John 4:9 - Joseph Benson’s Commentary on the Old and New Testaments

Bible Comments

Then saith the woman, How is it that thou, being a Jew As it appears by thy habit and dialect thou art; askest drink of me, &c., for the Jews have no dealings Or rather, no friendly intercourse; with the Samaritans They would receive no kind of favour from them. That the expression, no dealings, as Dr. Campbell justly observes, “implies too much to suit the sense of this passage, is manifest from the preceding verse, where we are told, that the disciples were gone into the Samaritan city Sychar to buy food. The verb συγχραομαι, is one of those called απαξ λεγομενα, once used: it does not occur in any other place of the New Testament, or in the Septuagint. The Pharisees were in their traditions nice distinguishers.
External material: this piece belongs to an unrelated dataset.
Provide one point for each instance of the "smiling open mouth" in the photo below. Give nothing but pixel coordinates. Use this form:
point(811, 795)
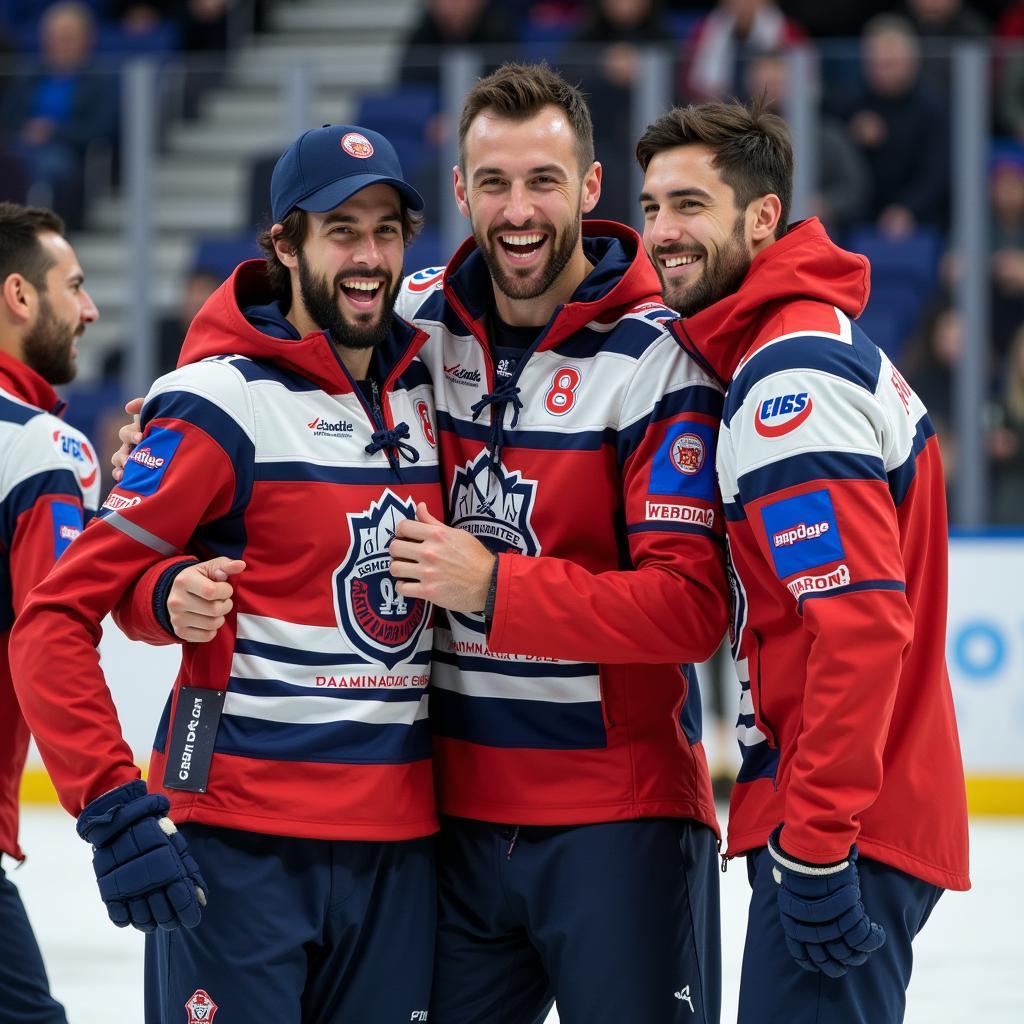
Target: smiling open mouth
point(521, 246)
Buying and selling with the Samaritans were permitted, because that was considered as an intercourse merely of interest or convenience; borrowing and lending, much more asking or accepting any favour, was prohibited; because that was regarded as an intercourse of friendship, which they thought it impious to maintain with those whom they looked upon as the enemies of God.”

John 4:9

9 Then saith the woman of Samaria unto him, How is it that thou, being a Jew, askest drink of me, which am a woman of Samaria? for the Jews have no dealings with the Samaritans.